'Mother Schmuckers' Review: This Deranged, Belgian Beavis And Butt-Head Flounders In Frenetic Filth [Sundance 2021]
Mother Schmuckers marks the first time a Belgian film is playing in the Midnight section of the Sundance Film Festival. Normally, this section is a great place to find unsettling horror and/or twisted dark comedy, and while the debut film from directing duo Harpo & Lenny Guit delivers both, the problem is that the comedy is, well, horrific. What starts as an amusingly immature madcap quest across Brussels for food and a lost dog takes an unnecessarily inappropriate turn into scandalous incivility.
Issachar (Maxi Delmelle) and Zabulon (Harpo Guit) are two childish, rotten, twenty-something brothers who we first meet frying up a piece of shit in their mother's apartment. Yep, that's where this movie starts. While that could be enough to turn some people away at the starting line, it might help to know that this movie has been pitched as a cross between Jackass and John Waters. While the offensive nature and filth of both is certainly present, this movie simply takes things a little too far.
Initially, I appreciated the simple, nasty zaniness of the comedy antics Harpo & Lenny Guit bring to the table. The movie is just about two dimwitted, immature brothers who are hungry as hell. Their prostitute mother Cashmere (Claire Bodson) doesn't have any food lying around, so they head down to the grocery store to get some food, despite the fact that they have no money.
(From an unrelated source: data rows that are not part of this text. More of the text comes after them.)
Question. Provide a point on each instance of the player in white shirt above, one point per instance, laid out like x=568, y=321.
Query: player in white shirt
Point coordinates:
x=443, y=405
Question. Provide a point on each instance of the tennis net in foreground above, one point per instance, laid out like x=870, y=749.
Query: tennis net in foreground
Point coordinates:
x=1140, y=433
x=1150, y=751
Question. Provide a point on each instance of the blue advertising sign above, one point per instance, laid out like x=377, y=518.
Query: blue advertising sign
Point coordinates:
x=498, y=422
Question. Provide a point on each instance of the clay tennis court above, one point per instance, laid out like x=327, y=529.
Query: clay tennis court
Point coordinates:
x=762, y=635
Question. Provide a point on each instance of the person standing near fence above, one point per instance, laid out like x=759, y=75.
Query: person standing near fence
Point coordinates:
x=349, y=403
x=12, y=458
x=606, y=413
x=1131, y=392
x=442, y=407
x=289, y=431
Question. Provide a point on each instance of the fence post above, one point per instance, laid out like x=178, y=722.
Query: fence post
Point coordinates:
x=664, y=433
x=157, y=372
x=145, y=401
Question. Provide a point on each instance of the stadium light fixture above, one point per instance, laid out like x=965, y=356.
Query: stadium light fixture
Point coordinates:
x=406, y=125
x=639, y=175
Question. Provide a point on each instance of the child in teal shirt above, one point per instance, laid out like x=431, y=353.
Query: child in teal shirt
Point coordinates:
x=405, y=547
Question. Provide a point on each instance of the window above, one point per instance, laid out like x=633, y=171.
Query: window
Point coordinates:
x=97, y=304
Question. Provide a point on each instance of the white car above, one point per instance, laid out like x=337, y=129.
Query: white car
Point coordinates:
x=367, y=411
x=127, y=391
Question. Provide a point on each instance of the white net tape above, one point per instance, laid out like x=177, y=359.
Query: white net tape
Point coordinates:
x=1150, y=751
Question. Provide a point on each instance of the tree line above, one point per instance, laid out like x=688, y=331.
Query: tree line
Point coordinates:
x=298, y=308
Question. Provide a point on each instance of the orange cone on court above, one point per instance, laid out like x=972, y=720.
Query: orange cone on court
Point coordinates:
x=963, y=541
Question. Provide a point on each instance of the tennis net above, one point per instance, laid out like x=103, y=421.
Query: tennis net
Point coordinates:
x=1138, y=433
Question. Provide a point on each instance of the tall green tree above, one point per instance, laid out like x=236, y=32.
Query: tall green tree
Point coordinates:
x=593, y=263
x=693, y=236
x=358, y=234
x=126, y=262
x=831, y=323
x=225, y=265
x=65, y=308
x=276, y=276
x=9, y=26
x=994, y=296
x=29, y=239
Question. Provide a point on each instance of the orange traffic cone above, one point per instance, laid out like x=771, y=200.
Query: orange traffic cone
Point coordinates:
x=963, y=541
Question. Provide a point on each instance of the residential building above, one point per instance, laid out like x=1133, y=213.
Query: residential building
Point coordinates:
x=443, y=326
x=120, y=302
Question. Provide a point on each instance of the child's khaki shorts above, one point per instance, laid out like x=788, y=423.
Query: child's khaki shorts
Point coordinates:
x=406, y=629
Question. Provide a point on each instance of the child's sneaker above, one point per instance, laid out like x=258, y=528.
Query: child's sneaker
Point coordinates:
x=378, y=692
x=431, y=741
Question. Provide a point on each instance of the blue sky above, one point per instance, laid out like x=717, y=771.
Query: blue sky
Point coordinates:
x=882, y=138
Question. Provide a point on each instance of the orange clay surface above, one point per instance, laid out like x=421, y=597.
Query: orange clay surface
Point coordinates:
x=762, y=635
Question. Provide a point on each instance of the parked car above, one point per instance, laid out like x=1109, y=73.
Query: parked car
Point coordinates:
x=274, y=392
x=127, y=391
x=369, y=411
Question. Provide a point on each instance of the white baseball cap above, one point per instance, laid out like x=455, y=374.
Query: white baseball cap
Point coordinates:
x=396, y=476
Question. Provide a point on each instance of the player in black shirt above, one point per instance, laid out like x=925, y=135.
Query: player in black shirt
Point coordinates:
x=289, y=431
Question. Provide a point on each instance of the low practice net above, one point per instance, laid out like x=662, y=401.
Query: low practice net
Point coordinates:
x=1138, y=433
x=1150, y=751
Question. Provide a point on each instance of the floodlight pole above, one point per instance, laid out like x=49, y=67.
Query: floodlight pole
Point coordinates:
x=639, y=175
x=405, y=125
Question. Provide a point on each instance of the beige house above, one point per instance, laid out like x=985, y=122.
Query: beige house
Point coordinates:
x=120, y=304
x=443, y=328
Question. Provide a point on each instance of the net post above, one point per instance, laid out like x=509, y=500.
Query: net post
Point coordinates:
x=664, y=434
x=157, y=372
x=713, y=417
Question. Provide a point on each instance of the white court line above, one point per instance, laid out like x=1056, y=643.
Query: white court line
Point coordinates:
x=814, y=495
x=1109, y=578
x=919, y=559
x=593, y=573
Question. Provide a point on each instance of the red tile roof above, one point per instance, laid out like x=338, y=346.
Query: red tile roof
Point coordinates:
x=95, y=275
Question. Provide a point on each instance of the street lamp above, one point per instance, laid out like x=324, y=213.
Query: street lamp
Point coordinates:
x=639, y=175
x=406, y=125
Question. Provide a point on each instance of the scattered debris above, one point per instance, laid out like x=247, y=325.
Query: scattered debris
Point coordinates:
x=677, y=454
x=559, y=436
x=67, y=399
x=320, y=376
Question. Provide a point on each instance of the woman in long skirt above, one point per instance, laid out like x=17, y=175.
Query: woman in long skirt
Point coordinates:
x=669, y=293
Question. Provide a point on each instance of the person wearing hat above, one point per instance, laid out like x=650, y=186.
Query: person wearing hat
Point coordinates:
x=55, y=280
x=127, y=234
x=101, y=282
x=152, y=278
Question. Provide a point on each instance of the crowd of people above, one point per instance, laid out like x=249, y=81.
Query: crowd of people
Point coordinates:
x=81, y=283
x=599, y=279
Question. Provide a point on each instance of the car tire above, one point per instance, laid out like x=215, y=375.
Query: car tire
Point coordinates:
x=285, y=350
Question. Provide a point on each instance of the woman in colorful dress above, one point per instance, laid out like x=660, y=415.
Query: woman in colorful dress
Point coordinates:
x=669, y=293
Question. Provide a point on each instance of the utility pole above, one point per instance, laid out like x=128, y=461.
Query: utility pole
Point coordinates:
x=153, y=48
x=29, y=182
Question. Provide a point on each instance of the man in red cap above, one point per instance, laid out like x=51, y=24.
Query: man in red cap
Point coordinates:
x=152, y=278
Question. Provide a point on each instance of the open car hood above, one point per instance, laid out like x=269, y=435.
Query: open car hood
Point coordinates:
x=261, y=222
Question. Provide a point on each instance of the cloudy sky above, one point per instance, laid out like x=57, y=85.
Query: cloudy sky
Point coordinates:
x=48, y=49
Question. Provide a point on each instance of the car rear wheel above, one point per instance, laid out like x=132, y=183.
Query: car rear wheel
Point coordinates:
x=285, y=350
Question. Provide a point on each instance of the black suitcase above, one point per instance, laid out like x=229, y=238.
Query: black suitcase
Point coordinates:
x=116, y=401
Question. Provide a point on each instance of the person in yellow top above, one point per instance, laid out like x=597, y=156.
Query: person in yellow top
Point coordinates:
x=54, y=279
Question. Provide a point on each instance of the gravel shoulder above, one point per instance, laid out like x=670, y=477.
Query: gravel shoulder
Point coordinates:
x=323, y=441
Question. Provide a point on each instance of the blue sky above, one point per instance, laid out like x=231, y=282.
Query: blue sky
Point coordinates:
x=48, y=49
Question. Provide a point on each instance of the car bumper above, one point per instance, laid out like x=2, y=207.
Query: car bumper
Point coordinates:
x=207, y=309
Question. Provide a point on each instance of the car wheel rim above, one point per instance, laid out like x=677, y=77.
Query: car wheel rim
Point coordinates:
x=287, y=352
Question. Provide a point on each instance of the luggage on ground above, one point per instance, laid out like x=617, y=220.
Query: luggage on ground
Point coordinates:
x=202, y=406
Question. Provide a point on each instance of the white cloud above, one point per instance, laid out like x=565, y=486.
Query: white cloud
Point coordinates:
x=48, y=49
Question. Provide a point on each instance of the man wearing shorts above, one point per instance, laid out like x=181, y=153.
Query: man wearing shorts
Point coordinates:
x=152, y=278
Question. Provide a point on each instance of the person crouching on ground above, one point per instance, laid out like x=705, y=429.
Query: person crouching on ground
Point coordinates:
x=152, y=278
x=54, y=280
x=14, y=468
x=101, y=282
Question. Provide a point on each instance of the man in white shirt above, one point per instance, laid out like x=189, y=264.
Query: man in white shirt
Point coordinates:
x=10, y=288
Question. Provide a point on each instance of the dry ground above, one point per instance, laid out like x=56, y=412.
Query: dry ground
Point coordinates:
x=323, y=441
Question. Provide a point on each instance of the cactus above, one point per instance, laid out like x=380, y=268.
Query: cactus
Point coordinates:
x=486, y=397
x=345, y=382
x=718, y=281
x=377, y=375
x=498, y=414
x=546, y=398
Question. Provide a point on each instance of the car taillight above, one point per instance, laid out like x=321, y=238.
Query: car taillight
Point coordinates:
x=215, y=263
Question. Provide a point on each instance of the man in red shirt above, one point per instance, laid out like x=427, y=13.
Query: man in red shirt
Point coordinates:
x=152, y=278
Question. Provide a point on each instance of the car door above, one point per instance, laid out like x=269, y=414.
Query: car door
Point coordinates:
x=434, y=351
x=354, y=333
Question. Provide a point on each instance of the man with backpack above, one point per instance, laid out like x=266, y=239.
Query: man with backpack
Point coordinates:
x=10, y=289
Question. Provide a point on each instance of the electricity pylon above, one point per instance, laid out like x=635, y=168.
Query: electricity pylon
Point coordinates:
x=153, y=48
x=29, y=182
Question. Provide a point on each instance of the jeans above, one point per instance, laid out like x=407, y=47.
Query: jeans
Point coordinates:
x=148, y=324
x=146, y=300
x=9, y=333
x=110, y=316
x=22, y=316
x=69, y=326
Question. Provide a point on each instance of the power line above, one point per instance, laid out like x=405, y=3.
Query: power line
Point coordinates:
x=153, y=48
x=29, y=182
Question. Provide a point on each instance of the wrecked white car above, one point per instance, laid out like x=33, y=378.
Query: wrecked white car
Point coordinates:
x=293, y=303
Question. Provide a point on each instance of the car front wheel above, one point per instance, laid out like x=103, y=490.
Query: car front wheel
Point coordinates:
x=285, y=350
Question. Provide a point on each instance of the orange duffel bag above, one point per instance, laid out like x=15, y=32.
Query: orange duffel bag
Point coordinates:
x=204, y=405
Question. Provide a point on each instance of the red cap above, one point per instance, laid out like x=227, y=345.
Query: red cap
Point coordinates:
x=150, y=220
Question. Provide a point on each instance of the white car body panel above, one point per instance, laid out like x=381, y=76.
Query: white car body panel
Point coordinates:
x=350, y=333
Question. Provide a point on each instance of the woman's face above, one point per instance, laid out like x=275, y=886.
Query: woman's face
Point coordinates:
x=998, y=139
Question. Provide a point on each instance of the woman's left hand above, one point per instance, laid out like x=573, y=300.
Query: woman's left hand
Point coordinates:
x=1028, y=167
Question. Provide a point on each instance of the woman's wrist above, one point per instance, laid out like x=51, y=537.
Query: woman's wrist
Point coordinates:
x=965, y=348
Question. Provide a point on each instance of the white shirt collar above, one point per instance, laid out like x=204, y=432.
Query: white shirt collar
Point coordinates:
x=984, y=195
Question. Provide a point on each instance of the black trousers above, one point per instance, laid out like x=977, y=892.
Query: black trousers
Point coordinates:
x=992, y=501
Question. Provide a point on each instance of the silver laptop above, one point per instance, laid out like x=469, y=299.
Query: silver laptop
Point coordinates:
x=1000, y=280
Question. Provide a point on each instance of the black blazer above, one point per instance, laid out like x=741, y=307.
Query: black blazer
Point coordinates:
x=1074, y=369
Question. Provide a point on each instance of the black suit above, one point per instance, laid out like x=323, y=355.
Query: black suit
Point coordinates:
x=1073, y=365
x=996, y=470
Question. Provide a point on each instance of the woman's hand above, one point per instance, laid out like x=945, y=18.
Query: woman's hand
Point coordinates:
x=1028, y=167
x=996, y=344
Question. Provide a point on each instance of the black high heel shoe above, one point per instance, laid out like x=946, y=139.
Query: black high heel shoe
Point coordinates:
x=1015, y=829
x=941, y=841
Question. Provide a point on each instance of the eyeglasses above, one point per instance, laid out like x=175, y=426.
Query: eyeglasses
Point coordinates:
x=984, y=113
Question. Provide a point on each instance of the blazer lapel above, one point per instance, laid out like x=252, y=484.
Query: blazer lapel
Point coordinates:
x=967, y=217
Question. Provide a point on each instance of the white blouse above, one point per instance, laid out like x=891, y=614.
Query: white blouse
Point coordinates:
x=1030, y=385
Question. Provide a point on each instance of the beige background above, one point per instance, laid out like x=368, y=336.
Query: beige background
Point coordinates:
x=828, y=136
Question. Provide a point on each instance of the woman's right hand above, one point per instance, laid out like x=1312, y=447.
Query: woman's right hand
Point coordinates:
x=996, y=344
When they end up losing their mother's dog, they spend the next 24 hours trying to find him so they don't get kicked out of their mother's apartment. But they're also not above continuing their quest looking for something to eat at the same time.
With this simple premise, the first half of Mother Schmuckers has some solid laughs as these two desperately try to find food or the dog, whichever comes first. It strikes a vibe that feels like a more demented version of Step Brothers mixed with Beavis and Butt-Head. Delmelle and Guit have genuinely hilarious chemistry when it comes to their brotherly rivalry that finds them constantly wrestling, smacking and bickering, even if it's in the middle of the street. You can't help but laugh at a grown man in a leather fringed jacket battling with his lanky brother in a tanktop on top of a long sleeve shirt, complete with tight jeans and an outdated shaggy haircut. The movie peaks early with a grocery store chase full of commendable slapstick comedy, and it never finds solid footing again.
Even with just a 70-minute runtime, the rest of the production overstays its welcome. As Issachar and Zabulon make their way around Brussels, they get help from an oddball friend, take a ridiculous detour with a gun, stir up trouble at the brothel where their mother works, and end up at a secret dirty club where a bunch of people are having sex with all sorts of animals. That's not the only reason this movie comes with a warning of graphic depictions of animal abuse. The film's ending senselessly dispatches with the plot's driving force in a truly grotesque and stomach-churning way. Let me just say, if you're a dog-lover, you'll probably want to stay away.
As someone who has enjoyed gross-out humor and envelope-pushing, irreverent comedy countless times before, I must say that Mother Schmuckers goes for sheer shock value without the laughs or substance to back it up. It has the wild, wandering, frenetic spirit of something like National Lampoon's Animal House mixed with a 1970s, lo-fi European visual style full of quick zooms and whip pans, but it's also wildly offensive without much of a point. It gets lost while trying to offend, and then comes to an abrupt end when it seems like the Guit brothers ran out of ideas. But maybe that's for the best.